UST AS last month, Azed has avoided too much complicated wordplay in the clues of this puzzle, with four straight anagrams and an unusual three hidden words, only one of which is more than lightly disguised. And, perhaps unwittingly, he displays a surprising knowledge of obscure prog rock acts in another of them. Competitors recovering from November’s SPASMODICAL may wonder how many more long, classically-derived competition words Azed has in store after EPILIMNION.
14. Lassie’s prim, turning pinker about first of jokes PREJINK (j in anag.). A quick look in Chambers will show that the solution is an alternative spelling of PERJINK, which also fits the clue, so solvers must rely on checking letters for the correct answer.
18. Drains baths needing a going-over SAPS (spas, rev.) ‘Needing a going-over’ is an orginal indicator for a reversal.
23. Cats getting left out in Irish festival FEIS (Fe(l)is). Felis is the genus of cats. Feis is an Irish or Scottish cultural festival similar to the Welsh Eisteddfod.

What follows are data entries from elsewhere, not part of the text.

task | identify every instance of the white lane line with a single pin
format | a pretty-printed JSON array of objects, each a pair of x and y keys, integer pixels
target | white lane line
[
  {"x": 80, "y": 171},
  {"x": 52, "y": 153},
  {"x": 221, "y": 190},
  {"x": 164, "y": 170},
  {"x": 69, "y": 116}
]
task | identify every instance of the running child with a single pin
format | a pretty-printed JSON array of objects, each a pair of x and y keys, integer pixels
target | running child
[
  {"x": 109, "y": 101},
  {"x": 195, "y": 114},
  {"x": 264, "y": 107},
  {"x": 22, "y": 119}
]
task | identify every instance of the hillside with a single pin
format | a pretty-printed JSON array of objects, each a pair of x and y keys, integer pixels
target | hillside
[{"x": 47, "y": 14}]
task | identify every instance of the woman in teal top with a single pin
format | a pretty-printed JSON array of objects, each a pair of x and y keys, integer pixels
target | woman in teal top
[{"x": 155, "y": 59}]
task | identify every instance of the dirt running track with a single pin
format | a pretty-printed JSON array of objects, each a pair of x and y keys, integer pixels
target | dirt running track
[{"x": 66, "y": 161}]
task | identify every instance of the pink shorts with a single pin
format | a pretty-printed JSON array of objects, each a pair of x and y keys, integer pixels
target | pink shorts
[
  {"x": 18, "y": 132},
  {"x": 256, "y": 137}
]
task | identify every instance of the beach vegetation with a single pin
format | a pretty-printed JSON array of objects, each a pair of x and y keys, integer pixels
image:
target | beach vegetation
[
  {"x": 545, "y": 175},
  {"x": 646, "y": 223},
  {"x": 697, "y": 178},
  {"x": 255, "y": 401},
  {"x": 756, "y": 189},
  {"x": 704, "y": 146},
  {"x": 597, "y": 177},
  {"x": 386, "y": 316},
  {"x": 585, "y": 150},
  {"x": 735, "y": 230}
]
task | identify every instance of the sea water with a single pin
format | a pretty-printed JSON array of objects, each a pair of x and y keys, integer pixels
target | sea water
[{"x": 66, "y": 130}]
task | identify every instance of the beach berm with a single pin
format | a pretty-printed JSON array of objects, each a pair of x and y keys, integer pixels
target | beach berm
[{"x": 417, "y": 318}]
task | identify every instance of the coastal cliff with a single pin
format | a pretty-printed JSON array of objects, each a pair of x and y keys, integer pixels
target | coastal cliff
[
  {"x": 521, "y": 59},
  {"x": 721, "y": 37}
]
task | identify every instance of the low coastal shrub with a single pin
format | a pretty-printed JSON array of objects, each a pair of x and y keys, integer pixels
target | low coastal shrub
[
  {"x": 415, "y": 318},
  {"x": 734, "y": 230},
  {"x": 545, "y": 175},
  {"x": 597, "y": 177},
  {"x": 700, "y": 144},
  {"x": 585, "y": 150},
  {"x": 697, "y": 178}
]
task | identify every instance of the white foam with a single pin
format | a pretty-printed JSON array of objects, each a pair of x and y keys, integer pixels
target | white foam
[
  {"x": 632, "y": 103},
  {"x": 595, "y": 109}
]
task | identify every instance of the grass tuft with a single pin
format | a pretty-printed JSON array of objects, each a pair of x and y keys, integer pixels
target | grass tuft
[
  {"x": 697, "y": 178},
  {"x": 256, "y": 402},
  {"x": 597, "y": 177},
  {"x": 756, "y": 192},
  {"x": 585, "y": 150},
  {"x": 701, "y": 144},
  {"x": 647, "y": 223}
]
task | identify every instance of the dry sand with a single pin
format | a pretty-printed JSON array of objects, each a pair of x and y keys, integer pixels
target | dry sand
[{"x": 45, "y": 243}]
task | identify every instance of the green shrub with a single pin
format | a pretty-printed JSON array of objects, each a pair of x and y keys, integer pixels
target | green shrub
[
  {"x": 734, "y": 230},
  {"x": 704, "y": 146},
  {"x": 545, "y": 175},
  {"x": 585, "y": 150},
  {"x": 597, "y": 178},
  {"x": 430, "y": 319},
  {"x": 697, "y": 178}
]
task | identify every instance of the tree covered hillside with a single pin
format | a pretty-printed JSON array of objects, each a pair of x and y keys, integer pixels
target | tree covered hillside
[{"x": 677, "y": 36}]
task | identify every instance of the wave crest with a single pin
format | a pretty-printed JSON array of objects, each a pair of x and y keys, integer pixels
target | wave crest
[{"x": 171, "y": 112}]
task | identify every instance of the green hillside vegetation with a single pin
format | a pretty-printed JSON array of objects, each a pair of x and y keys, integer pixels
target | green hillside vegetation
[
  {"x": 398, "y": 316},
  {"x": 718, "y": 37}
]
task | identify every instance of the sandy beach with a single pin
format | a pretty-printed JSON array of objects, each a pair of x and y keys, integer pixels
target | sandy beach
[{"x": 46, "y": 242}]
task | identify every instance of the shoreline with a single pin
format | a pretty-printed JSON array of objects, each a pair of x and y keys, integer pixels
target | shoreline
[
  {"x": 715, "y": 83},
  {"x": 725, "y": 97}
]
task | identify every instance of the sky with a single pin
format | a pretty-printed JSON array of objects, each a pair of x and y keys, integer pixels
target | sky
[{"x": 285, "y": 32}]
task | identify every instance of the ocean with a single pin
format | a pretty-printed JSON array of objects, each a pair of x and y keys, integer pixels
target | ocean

28. Leg breaks keep a tight hold – tampering with nature? CLONING (on in cling). Although the cricketing synonym of ‘on’ is used in the surface reading, the wordplay is nicely disguised to look like ‘keeping’ is the container indicator.
1. Diarist very informally suggests this porridge? SAMP (i.e. Sam P.). It’s most unlikely even friends of Samuel Pepys would have referred to him in this way.
3. Old boy got up, interrupted by a very rowdy party RAVE-UP (a v in puer, rev.). ‘Puer’ is the Latin root of words like ‘puerile’, but isn’t given directly in Chambers, as the footnote explains.
5. Where to find piggy-wig’s ring? It’s cracked by Lear – snap! PRENASAL (anag.). The ring that the piggy-wig sold to the Owl and the Pussycat was ‘at the end of his nose, / His nose, / His nose’, and the solution is a bone found just there in pigs.
13. Warm surface water EPILIMNION. This is probably not the competition word to give encouragement to new competitors, though regulars may see more potential in it.
20. One that doesn’t even get a third in finals or anything ALSO-RAN (hidden). A beautifully worded and not immediately obvious hidden clue. Dr Watson would certainly have preferred ALSO-RAN to EPILIMNION as the competition word.
22. Models of early Christian donations? One’s seen in silver copy AGAPAE (a in Ag ape). The solution is slightly obscured in Chambers by appearing as a plural form at the entry for agape2.
26. Bit of cash once pocketed by Abel Ganz BELGA (hidden). Abel who? you ask. Surely Azed’s misspelt the name of Abel Gance, the pioneering silent film director responsible for the 1927 multi-screen epic Napoléon? Well, possibly, but a search will reveal that Scottish prog rock band Abel Ganz appeared as a support act at the Rites of Spring Festival in Gettysburg, Pa. in 2015; they are otherwise pretty much lost even to internet history. You can’t fault Azed on his rock musc trivia.
Across: 1. STROPPY (port, rev., in spy); 6. POIND (I in pond); 10. À MERVEILLE (anag. inc. E); 11. MEVE (hidden); 12. MALLEE (m. + allée); 16. BOATSWAIN (anag. & lit.); 19. RADDLE (R + addle); 21. PLANTA (l in pan + ta); 25. HIGH-BLEST (anag. in HT); 30. REPULP (anag.); 31. ANIL (a Nil(e)); 32. ILANG-ILANG (an gila in anag.); 34. SYNTONY (t(i)ny, rev., in Sony).
Down: 2. THERMALITE (the + anag. less a); 4. PERIOST (r I OS in pet); 6. PEARS (a in pers(on)); 7. OILY (alternate letters of jovially); 8. ILLIAD (ill I ad); 9. DEEPNESS (anag.); 15. ASPHERICAL (anag. inc. cir(cle)); 17. TREE LILY (comp. anag.); 24. ERINGO (rin(d) in ego); 27. LUNK ((s)lunk); 29. GLEY (g ley).